Technologies

Background

Strain sensing is one of the most critical aspects of structural health monitoring and non-destructive evaluation. Strain sensors that can measure considerable strains over large areas of structures are needed. Traditional resistive metal foil strain gauge sensors, though low-cost and easy to install, have limitations such the need for a physical connection between the sensing element and the interrogation unit. Fiber-optic-based sensors have also received considerable attention since they are very compact and can provide very high resolution. However, they have inherent problems such as fragility and susceptibility to damage. In both these types of strain sensors, the physical connection between the sensor and the interrogation unit is also prone to corrosion and fracture. In addition, wireless monitoring of strains in the absence of a clear line of sight and/or physical connection to the structure of interest is impossible using conventional resistive or capacitive strain gauges. Conventional strain gauges often have active elements that deform when a load is applied. The performance of these strain sensors tend to deteriorate/drift over time since the fatigue life and properties of the metallic element determines the ultimate performance.

Technology

This invention is a new type of strain sensor suitable for wirelessly monitoring the mechanical deformation in tension, compression or bending using radio frequency based interrogation. It is a multi-layer structured wireless strain sensor that operates based on relative deformation of metallic sensing elements with potential for remote interrogation and substantial improvement of long-term performance.

Market Potential

The global market for non-destructive testing was estimated at $1.1 billion in 2008 with a growth rate of 3.2% over the period of 2008 to 2013 (Source: Frost & Sullivan). The end-user segments for the non-destructive testing equipment market include: oil and gas, aerospace and military/defense, power generation, along with transportation (roadway, railway, and shipping), chemical and petrochemical industries and educational institutions.

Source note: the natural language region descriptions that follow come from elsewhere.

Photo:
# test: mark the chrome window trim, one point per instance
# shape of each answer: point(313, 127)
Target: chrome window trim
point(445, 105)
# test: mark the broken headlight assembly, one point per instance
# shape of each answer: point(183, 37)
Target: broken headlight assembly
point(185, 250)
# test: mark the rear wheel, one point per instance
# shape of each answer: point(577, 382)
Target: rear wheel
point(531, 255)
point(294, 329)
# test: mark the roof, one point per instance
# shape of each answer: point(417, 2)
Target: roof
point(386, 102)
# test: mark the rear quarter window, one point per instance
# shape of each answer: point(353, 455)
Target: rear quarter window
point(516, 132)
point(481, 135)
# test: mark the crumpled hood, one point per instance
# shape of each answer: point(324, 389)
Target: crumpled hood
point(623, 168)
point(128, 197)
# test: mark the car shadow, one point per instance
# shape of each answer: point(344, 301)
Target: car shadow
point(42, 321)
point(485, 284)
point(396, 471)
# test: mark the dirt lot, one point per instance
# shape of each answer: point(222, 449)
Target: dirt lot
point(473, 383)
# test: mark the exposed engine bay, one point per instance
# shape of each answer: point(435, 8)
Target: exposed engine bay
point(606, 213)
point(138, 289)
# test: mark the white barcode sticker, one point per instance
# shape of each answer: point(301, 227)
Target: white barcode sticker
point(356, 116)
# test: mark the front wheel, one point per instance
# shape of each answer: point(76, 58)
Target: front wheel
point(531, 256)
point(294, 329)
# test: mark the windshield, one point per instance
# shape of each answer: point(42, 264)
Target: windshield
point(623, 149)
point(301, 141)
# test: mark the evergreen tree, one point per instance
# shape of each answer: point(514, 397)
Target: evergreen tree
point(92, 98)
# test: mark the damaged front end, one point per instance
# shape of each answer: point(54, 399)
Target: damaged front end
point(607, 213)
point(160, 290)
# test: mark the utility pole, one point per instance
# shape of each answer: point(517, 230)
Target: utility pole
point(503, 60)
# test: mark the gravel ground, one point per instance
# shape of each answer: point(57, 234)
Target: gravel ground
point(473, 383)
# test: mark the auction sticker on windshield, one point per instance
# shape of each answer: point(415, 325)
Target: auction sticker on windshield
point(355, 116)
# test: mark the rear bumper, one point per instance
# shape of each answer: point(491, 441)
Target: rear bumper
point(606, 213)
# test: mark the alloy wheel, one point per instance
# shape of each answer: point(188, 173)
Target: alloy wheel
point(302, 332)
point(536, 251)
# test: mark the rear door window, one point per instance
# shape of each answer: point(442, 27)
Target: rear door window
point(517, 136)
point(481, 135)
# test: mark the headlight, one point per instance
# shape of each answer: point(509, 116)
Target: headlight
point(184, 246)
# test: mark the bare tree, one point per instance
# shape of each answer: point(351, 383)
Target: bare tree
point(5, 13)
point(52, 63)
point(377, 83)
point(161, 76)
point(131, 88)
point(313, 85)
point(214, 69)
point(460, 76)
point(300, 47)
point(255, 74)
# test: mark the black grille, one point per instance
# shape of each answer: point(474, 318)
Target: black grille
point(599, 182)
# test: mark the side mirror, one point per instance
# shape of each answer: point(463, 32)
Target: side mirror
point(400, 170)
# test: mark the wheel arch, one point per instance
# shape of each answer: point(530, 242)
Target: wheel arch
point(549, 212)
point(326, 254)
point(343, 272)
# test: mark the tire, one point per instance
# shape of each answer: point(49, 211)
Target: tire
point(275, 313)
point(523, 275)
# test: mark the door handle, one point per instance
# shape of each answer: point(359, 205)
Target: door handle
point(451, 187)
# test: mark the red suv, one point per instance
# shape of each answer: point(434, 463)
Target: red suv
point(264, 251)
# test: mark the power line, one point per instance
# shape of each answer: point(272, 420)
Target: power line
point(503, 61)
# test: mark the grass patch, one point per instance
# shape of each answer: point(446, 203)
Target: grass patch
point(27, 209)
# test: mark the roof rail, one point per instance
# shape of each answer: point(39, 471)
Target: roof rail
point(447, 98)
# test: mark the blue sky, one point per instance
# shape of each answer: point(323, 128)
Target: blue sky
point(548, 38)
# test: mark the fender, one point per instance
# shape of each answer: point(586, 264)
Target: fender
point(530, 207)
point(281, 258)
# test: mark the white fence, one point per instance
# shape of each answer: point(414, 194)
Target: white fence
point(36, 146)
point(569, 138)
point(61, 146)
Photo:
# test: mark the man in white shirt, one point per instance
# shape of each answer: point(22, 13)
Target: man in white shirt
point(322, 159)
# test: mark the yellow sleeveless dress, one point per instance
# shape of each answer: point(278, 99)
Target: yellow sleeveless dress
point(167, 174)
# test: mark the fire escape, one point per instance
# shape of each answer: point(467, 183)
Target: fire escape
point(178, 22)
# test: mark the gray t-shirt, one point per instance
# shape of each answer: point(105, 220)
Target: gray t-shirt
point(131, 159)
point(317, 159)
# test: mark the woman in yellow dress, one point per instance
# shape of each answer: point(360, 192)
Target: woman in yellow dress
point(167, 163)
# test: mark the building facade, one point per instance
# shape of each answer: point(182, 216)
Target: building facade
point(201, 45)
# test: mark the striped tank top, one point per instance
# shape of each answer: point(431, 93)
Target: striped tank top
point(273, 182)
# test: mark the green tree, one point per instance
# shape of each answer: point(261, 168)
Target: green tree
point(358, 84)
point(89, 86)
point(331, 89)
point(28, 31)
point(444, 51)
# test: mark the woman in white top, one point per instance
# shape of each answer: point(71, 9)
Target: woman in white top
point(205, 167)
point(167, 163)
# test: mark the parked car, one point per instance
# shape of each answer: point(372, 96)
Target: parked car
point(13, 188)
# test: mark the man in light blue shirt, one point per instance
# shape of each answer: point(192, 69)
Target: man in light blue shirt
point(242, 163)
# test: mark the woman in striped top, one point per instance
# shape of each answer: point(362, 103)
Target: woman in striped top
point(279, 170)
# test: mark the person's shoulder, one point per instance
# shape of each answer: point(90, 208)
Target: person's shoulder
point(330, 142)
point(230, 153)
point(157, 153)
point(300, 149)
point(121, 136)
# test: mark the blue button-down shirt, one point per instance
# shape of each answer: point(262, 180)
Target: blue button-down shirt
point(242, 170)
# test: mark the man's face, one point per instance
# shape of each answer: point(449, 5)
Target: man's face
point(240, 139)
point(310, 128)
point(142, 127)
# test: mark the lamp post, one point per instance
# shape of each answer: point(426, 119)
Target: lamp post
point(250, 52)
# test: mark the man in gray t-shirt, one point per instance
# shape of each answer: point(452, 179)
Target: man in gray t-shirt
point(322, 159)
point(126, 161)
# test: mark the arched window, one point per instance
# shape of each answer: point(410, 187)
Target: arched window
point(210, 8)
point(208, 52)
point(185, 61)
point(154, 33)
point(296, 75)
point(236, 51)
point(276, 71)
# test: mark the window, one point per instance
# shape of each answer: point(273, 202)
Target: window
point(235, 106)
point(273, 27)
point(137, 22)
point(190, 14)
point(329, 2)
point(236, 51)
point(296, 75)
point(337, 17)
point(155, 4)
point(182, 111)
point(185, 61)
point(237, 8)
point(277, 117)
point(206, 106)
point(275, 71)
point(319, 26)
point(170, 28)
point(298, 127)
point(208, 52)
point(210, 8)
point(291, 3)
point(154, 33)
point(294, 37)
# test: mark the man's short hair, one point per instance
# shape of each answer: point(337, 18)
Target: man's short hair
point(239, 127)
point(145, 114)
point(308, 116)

The overall global market for visual inspection equipment reached $245.9 million in 2008. Of this, 15.5% of this revenue was generated through monitoring government institutions, the transportation industry, and educational institutions. Thus, the total market for this end-user segment, using visual inspection equipment, such as fiber optic technology was $38 million in 2008.
Dr. Ramaswamy Nagarajan is Assistant Professor in Department of Plastic Engineering at UMass, Lowell. His area of expertise are Biocatalysis, sustainable & greener routes to advanced materials (electronic, photo-responsive polymers, molecularly integrated hybrid nanomaterials, materials for energy conversion/storage), elastomers, thermal and morphological characterization of materials, roll to roll manufacture of flexible electronic products.